A novel regulatory relationship between RIPK4 and ELF3 in keratinocytes
Introduction
The stratified squamous epithelia of the oral cavity, as well as other surface epithelia (e.g. epidermis), provide protection against mechanical and chemical damage, and biological insults [1], [2]. The epithelia, which are organised into layers of morphologically and biochemically distinct cells, are highly dynamic and maintained through tightly regulated keratinocyte proliferation and differentiation [2], [3]. Tissue renewal, in turn, is initiated by stem cell populations in the basal layer that undergo a limited number of cell divisions before initiating terminal differentiation as they migrate towards the superficial layers. Depending on anatomical location, keratinocytes may also become enucleated, flattened, and cornified [2], [3], [4].
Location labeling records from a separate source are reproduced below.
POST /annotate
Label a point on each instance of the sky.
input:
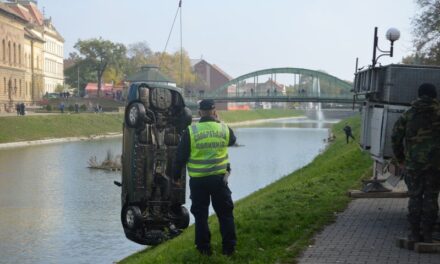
(242, 36)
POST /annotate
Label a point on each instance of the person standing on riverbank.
(348, 132)
(203, 148)
(416, 147)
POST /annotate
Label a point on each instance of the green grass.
(36, 127)
(238, 116)
(276, 223)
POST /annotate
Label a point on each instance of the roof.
(28, 33)
(9, 11)
(149, 73)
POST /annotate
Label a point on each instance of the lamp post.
(392, 35)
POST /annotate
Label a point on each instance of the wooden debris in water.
(109, 163)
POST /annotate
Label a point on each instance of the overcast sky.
(242, 36)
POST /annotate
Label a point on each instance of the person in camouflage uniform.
(416, 146)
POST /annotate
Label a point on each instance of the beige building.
(31, 54)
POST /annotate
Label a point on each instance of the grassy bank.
(36, 127)
(276, 223)
(238, 116)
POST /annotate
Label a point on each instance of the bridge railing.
(267, 97)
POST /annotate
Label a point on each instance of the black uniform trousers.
(203, 189)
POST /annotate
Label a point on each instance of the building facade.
(12, 69)
(31, 54)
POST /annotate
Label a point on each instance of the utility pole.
(77, 82)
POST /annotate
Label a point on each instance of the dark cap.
(427, 89)
(206, 104)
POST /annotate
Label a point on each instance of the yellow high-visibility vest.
(209, 149)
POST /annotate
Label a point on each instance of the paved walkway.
(366, 233)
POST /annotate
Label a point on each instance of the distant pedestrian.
(348, 132)
(22, 109)
(62, 107)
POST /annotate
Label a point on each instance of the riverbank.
(276, 223)
(17, 131)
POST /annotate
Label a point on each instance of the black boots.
(427, 234)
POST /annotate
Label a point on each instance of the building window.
(15, 54)
(9, 51)
(4, 50)
(19, 54)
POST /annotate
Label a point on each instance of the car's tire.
(182, 217)
(131, 217)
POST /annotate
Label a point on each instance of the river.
(53, 209)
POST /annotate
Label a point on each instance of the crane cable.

Cornification greatly strengthens the barrier functions of keratinocytes. During the final stages of keratinocyte terminal differentiation, the nucleus and its DNA are degraded and keratin filaments are aggregated into tight bundles by filaggrin to promote the collapsing of the cell into a flattened shape [2], [4]. Concomitantly, the cornified envelope is assembled just under the cell membrane through the cross-linking of various proteins (e.g. involucrin, loricrin, and small proline-rich proteins) by calcium-dependent transglutaminases, for example, transglutaminase-1 (TGM1). Intracellular lipids from lamellar bodies are also deposited in the cell membrane, where they become covalently attached to the cornified envelope as well as extruded from the cell to form intercellular lamellae. Collectively, this results in the replacement of the keratinocyte cell membrane with an insoluble structure that protects the underlying epithelial tissues [2], [4]. Keratinocytes also play active roles in epithelial homeostasis and host defence by producing cytokines that promote inflammation and wound healing in response to injury and infection [5].
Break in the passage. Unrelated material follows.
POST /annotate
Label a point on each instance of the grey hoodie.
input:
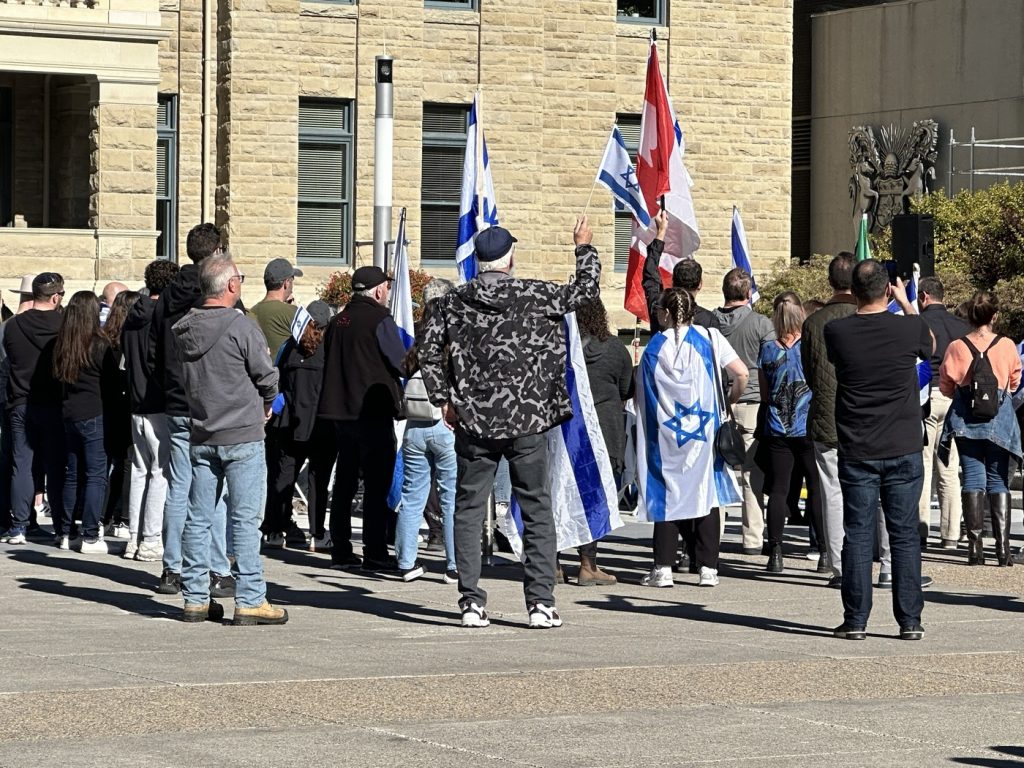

Receptor-interacting protein kinase 4 (RIPK4) is an important regulator of keratinocyte differentiation [6]. For instance, the epidermis of Ripk4-deficient mice is disorganised and expanded, and the outermost cornified layers are absent, resulting in defective barrier function [6], [7]. Mutations in RIPK4 cause Bartsocas-Papas syndrome [8], [9], a congenital syndrome that is characterised by severe oral and epidermal abnormalities. At the molecular level, RIPK4 can activate NF-κB [10], [11], [12], [13], a critical regulator of epithelial tissue homeostasis [14]. Significantly, RIPK4 can directly activate Interferon regulatory factor 6 (IRF6) [12]. IRF6 is an important transcriptional regulator of keratinocyte differentiation and promotes the switch from proliferation to differentiation [15], [16]. IRF6 regulates keratinocyte differentiation in part by inducing the expression of the transcription factors Grainyhead-like 3 (GRHL3) and Ovo-like zinc-finger 1 (OVOL1) [12], [17], [18]. Similar to Ripk4-deficient mice, the spinous layer in the epidermis of Irf6-deficient mice is expanded, and the granular and cornified layers appear to be absent [15]. We recently established that RIPK4 also regulates the expression of proinflammatory cytokines by keratinocytes through its activation of IRF6 [19]. Thus, RIPK4 appears to function as a key regulatory nodal point in the maintenance of epithelia homeostasis.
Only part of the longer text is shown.